As for the warnings, I am afraid I don’t know much about those. One possibility is not enough data though. If you run the code above with 10 datapoints (instead of 100) and seed=1 here is what I get
rank elpd_loo p_loo elpd_diff weight se dse warning scale
model3 0 2.474919 3.038526 0.000000 1.000000e+00 1.445940 0.000000 False log
model1 1 2.332299 3.152023 0.142620 1.665335e-16 1.437265 0.024676 False log
model2 2 0.627785 4.384493 1.847134 0.000000e+00 1.762000 1.399859 True log
So it gives a warning for model2 which has more terms to estimate so perhaps 10 data points is not enough. You can also see that with fewer data points (how many data points is few will depend on the number of parameters your model has) difference between loo can be as high as 0.1 between identical models. Running this with seed=2 gives a warning for all of the models above.

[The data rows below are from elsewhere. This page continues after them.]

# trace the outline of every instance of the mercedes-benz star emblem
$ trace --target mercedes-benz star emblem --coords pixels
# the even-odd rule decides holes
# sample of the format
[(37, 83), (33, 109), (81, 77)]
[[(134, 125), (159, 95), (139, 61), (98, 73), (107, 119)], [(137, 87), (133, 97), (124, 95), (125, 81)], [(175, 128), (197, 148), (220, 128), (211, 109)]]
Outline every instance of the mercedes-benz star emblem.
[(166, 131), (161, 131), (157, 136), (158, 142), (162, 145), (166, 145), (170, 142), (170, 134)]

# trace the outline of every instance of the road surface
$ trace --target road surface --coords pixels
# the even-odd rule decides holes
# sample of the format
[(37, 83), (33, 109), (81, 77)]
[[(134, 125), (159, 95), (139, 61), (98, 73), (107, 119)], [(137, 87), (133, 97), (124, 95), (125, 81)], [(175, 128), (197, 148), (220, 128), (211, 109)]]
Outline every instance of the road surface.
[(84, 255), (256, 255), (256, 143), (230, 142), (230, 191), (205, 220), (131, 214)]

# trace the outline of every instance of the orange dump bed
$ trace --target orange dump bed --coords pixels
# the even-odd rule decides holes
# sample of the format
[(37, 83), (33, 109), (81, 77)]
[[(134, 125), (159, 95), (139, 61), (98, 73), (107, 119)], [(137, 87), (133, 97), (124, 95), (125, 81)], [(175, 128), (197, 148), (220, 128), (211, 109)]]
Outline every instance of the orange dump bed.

ps: I do realize that these do not exactly reproduce the example you have seen in which weights and loo have different orders (although conceptually it does show that weights do not always align with how right the model is). For that I can suggest using one by one each of the models you have as a data generators and doing similar tests as I have done here on simulated data. You can then estimate for instance the effect of sampling on the results you are observing etc etc.